The appellant is before the CESTAT and submits that the demand is unsustainable in view of the decision in Arvind Mills Ltd. - 2013-TIOL-1455-CESTAT-AHM as approved by the Gujarat High Court - 2014-TIOL-441-HC-AHM-ST and on the decision in Spirax Marshall Pvt. Ltd. - 2016-TIOL-238-CESTAT-MUM which was upheld by the dismissal of appeal of Revenue by the Supreme Court.
While supporting the impugned order, the AR inter alia referred to the clarification of CBEC in F.No. 137/35/2011 dated 13th July 2011 and Circular no. 96/7/2007-ST dated 23 rd August 2007 elaborating the scope of taxability of 'manpower recruitment or supply agency'.
The Bench considered the submissions and observed that the decisions cited by the appellant relate to the period when the definition of taxable service was unamended. Inasmuch as the definition of taxable service was amended during the period in dispute to substitute 'commercial concern' with 'any person' and which resultantly stultified the applicability of those decisions. Insofar as the decisions cited by the AR, the Bench observed that in those cases the dispute was not on taxability but the inclusion of statutory deductions, such as provident fund, in the computation of taxable value. Moreover, the Board clarification did not cover the impugned issue as neither of those dealt with deputation of employees within the corporate group, the CESTAT added.
The Bench, therefore, noted that in the absence of any decision that provides precedent, it required the Tribunal to resort to an examination of the provisions of the Finance Act, 1994 to resolve the problem.
It was further observed –
+ The attempt of service tax authorities has been to bring the deputation of an employee whose salaries and compensation had been reimbursed by the borrowing company within the definition in section 65(105)(k) and the definition of 'manpower recruitment and supply agency' in section 65.
Adverting to the apex court decisions in Intercontinental Consultants and Technocrats Pvt.
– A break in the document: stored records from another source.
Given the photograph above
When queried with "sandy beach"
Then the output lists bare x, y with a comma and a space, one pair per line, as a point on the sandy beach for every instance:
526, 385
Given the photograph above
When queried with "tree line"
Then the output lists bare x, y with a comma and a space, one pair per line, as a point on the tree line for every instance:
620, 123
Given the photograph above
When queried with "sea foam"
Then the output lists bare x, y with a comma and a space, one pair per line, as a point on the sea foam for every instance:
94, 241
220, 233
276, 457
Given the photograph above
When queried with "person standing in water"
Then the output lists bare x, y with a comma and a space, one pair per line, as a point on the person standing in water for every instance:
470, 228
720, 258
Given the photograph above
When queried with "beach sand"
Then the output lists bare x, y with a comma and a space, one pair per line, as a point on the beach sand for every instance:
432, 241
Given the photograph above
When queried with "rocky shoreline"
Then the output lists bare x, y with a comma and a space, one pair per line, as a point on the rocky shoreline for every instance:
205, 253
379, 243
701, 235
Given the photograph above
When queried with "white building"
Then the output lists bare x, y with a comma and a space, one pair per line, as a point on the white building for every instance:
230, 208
Ltd. - 2018-TIOL-76-SC-ST, Bengal Shrachi Housing Development Limited and anr - 2017-TIOL-414-SC-ST and Bombay Tyre International Ltd. and Ors - 2002-TIOL-33-SC-CX-LB, it was also observed –
++ Finding of the Hon'ble Supreme Court in re Intercontinental Consultants and Technocrats P Ltd. that the inclusion of value in section 66 imposing the tax on service restricted the scope of value to the service itself till the subsequent incorporation of Explanation in section 67 of Finance Act, 1994 would also lead to the further conclusion that levy of tax is permitted by law contingent upon there being a value inherent as consideration for the service and not a provision of service gratis to which a value could be assigned under the relevant Rules.
++ There is no allegation in the show cause notice, or in the impugned order, that the appellant had retained any amount from out of the payment received from the group company, thus, discrediting the receipt of any consideration by the appellant.
++ There is no provision in the relevant rules for computing the value in the absence of consideration even though provisions exist for monetising consideration other than in money. Absence of consideration is not the same as uncountable consideration requiring rules for conversion.
Concluding that in the absence of any consideration, there is no taxable service and, in the absence of taxable service, leviability of tax would not arise, the appeal was allowed.